Libyan Foreign Minister Mohammed al-Dairi on Wednesday demanded that the UN Security Council lift an arms embargo so his country can fight the Islamic State (IS) group as it establishes a presence in north Africa and moves closer to Europe.
Al-Dairi spoke to an emergency session of the council amid regional alarm after the group formerly known as the Islamic State of Iraq and the Levant over the weekend posted a video of the beheadings of 21 Egyptian Coptic Christians in Libya.
Al-Dairi said that Libya is not asking for international intervention, but the world community has a “legal and moral responsibility to lend urgent support” and that the region, including the Mediterranean, is in danger.
“If we fail to have arms provided to us, this can only play into the hands of extremists,” he said.
He told reporters he wanted to see the same attention paid the danger in Libya as has been paid to Iraq and Syria, where a US-led coalition is battling the Islamic State group.
Egyptian Foreign Minister Sameh Shoukry called for a naval blockade on arms heading to areas of Libya outside the control of “legitimate authorities.”
He did not rule out troops on the ground in Libya and said his country was seeking international support “by all means.”
Jordan was circulating a draft resolution on the issue to fellow council members later on Wednesday.
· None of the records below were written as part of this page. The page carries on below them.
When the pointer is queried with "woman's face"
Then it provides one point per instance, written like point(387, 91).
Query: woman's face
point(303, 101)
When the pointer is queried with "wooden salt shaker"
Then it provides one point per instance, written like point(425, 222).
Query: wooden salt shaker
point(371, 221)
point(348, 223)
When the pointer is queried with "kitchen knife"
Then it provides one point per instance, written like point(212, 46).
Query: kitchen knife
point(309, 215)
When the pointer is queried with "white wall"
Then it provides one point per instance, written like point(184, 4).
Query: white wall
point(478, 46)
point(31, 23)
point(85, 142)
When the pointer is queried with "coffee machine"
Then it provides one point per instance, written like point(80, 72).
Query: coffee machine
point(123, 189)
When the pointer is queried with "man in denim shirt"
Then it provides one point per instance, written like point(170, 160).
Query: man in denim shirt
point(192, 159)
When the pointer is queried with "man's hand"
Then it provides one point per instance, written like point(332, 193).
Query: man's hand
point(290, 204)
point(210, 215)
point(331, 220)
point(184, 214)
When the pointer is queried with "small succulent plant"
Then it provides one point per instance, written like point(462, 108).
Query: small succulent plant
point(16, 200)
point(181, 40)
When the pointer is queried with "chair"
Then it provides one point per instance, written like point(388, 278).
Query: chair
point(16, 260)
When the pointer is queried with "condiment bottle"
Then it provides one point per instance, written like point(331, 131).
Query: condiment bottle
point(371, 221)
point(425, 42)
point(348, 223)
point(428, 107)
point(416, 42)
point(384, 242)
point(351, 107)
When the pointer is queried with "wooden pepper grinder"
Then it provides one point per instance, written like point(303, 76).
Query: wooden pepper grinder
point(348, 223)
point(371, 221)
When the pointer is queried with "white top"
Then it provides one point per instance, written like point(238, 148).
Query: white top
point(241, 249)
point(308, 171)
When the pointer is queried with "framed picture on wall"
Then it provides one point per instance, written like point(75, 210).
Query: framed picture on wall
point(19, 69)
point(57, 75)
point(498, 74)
Aside from the call to lift the arms embargo, the draft resolution also calls on militias to withdraw from Tripoli to allow the return of the “legitimate government,” and it condemns any attempt to supply arms to non-state actors.
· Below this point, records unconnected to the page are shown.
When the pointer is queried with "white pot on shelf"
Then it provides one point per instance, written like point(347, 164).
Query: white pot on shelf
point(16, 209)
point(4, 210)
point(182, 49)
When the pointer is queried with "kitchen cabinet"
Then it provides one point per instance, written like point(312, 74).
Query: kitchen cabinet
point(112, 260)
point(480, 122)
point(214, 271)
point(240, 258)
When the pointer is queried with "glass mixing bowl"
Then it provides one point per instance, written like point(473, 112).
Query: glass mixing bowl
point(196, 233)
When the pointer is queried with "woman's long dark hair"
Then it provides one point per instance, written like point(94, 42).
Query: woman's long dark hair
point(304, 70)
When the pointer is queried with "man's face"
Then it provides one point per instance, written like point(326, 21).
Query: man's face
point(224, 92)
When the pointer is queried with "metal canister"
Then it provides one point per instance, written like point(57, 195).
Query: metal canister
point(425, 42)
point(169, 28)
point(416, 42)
Meanwhile, Qatar yesterday recalled its ambassador to Egypt “for consultation” following a row over Cairo’s airstrikes on jihadist targets in Libya, Qatari state media said.
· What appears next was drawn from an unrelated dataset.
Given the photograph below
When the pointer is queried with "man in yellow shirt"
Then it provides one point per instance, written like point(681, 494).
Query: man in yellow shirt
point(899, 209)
A foreign ministry official said Doha was recalling its envoy over a statement made by Egypt’s delegate to the Arab League, Tariq Adel, the QNA state news agency said.
Adel accused Qatar of supporting “terrorism,” according to Egyptian media and the al-Jazeera news channel, after Doha’s representative expressed reservations over a clause in a communique welcoming Cairo’s airstrikes on Islamic State targets.
The communique was released at the end of an ambassador-level Arab League meeting in Cairo.
Ties between Doha and Cairo have been strained over Qatar’s support for ousted Egyptian president Mohamed Morsi.
Qatar’s director of Arab affairs in the foreign ministry, Saad bin Ali al-Mohannadi, said Doha had expressed reservations over welcoming the raids, stressing the need for “consultations before any unilateral military action against another member state.”